資産の取り崩しを始めた途端に『暴落』に遭った。どうすればいい?
2024年7月5日
こんにちは。
投資信託クリニックの カン・チュンド です。
自身が定年退職を迎え、
「さあ、これから投資信託を取り崩そう!」という時に、
株式市場のクラッシュ(暴落)が起こってしまうなんて、考えたくもありません。
しかし、その可能性はゼロではないのです。
このような状況になった場合、
私たちはどのように対処したらよいのでしょうか?
結論から申し上げると、
ファンドを規則的に部分解約するなら、
そんなに心配し過ぎることはありません!
大きく目減りしたファンド資産を
一度に「取り崩す」わけではありませんから。
老後の取り崩し戦略は、
公的年金の受給で「足りない分」を
少しずつ少しずつファンドから取り崩していくこと。
こちらの記事で吊ら男さんが
分かりやすくシミュレーションしてくれています。
比較対象は、2種類の2000万円です。
〇 まったく運用していない2000万円
〇 セゾン・グローバルバランスファンド2000万円分
※セゾン・グローバルバランスファンドは株式50%・債券50%のバランスファンドです。
2007年3月~2017年1月。
つまり、
リーマンショックが起こる1年半前から、毎月10万円ずつ取り崩しを行うと、双方どうなるの?というシミュレーションなのです。
ここでのポイントは,
暴落時に一気に全資産を売却するのではなく,
長い期間をかけて取り崩すということでしょう。
その結果,暴落があったとしても,
暴落後の上昇相場で資産が増えるという
相場のサイクルの恩恵を享受できています。
ハイ、
つみたても長期戦なら、
取り崩しも長期戦なのです。
仮に定年退職後、
11年後も、18年後も、29年後も、
生活費の足しとするため、
少しずつ投資信託を解約し続けたとすると、
いったい何が起こるのでしょう?
つみたてを続けていた「29年」と同様、
ファンド価格が
どーんと上がる年もあれば、
急落の年もあれば、
暴落の年もあるかもしれません。
仮に『暴落』が避けられないとすれば、上記例で言えば、
『それ』がいつ起こるかという違いに過ぎません。
リタイアしても(長く)資産運用は続くわけです。
では、一歩進めて、
トータル資産の中で、
安全資産(自国建ての国債)+リスク資産(インデックスファンド)の「比率」を一定に保ちながら、
毎年「パーセント(%)」で取り崩しを行っていけばどうでしょうか。
この場合、
「4%ルールの父」といわれる
ウィリアム・ベンゲン氏の有名な『論文』が助けになります。
上記論文では、
1926年から1976年までのデータを基に
「米国株式」「米国債券」を組み合わせたポートフォリオから、
トータル資産の3~6%を毎年取り崩した場合に、資産が『何年』持続するかという検証を行っています。
たとえば一例ですが、
『株式50/債券50のポートフォリオ』で
取り崩し率を初年度「4%」として、
1926年から1976年までの間に
『引き出し』をスタートさせた場合、
(※株式は米国株式、債券は米国の中期国債)
もっとも資産の『持続率』が悪いのが、
1965年、1966年に取り崩しを始めた場合なのです。
これは、
米国S&P500指数が大きなマイナスとなる、
1973年、1974年の『7年から8年前』です。
グラフの横軸・・取り崩しを始めた年(1900年代の数字)
グラフの縦軸・・資産が持続した年数
上図は、S&P500指数の年次パフォーマンス)
逆に暴落が起こった1974年に
取り崩しを開始した場合、
資産の持続率は(かえって)優秀です・・。
(1926年~36年の取り崩し開始も超優秀。

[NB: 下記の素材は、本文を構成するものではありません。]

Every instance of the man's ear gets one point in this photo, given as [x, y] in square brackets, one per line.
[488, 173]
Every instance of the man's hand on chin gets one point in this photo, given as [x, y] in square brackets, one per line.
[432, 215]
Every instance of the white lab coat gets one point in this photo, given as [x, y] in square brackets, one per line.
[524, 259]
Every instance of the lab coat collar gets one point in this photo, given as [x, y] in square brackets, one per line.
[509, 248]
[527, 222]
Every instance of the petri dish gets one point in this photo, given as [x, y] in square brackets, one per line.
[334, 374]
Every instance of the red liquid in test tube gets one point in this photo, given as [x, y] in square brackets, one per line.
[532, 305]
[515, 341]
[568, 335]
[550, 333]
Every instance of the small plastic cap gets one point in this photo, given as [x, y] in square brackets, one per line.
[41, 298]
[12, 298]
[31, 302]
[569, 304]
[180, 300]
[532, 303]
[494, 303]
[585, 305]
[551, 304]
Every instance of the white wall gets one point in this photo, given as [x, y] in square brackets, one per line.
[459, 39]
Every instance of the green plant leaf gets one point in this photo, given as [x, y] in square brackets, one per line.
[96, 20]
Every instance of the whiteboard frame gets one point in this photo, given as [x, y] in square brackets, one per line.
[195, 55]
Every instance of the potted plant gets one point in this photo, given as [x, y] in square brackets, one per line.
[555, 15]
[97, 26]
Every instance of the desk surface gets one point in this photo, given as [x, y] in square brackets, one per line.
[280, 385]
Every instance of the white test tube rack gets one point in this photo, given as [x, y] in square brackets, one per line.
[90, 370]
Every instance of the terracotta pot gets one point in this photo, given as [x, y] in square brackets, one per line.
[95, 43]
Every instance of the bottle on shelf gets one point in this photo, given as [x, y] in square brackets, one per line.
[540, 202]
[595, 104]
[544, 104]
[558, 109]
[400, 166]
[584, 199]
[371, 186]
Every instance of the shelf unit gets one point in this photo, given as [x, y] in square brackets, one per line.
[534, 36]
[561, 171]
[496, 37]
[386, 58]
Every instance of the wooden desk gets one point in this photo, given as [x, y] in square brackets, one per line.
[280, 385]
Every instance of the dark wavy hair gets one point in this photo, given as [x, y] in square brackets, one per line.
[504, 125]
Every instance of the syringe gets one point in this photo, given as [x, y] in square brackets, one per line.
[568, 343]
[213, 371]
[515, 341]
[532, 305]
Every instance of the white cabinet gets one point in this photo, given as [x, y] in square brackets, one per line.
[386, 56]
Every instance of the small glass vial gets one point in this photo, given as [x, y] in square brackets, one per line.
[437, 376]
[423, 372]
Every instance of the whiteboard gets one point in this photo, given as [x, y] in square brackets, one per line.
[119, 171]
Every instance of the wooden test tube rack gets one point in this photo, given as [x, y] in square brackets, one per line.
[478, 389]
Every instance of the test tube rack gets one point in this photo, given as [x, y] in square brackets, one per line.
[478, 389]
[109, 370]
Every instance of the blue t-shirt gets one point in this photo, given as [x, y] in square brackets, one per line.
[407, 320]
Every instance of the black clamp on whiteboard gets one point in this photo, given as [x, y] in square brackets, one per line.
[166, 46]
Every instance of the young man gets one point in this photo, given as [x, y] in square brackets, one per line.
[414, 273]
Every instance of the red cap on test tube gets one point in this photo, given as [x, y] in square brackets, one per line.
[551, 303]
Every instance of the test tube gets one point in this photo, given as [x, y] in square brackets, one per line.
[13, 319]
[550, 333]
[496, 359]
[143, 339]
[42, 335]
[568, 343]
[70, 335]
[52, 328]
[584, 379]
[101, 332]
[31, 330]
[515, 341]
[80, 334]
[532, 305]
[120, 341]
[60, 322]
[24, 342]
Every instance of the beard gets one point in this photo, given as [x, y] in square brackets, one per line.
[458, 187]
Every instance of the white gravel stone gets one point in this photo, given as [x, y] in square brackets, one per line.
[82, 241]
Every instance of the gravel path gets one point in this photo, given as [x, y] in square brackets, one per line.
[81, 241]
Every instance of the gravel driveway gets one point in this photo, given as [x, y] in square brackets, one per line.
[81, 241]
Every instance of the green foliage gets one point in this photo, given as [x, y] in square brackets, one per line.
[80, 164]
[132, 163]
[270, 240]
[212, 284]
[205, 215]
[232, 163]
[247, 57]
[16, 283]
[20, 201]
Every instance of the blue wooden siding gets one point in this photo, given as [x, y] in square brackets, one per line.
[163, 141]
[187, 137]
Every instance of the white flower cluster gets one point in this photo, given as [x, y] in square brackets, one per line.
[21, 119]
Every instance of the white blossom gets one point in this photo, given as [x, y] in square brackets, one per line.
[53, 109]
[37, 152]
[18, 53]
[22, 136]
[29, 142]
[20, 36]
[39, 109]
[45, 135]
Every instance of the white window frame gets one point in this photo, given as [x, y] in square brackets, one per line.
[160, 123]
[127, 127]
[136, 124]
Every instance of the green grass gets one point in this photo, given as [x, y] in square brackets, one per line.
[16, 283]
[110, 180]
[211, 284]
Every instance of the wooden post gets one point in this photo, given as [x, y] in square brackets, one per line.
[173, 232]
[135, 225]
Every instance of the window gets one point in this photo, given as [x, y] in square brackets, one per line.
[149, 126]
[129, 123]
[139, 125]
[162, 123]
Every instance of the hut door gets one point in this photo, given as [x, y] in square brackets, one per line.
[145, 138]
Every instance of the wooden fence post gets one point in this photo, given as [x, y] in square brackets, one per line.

)
「取り崩し(%)」とは
長い歳月をかけた継続的な作業であるため、
リタイアした途端『暴落』に遭遇したというケースは、実はそんなに悪い話ではないのです。
なお当クリニックでは、
毎年「定額」で
投資信託のみからの取り崩しを行うより、
トータル資産の中で
安全資産とリスク資産の「比率」を明確にし、
同比率を保ちながら、パーセント(%)で毎年取り崩すことをよりお勧めしています。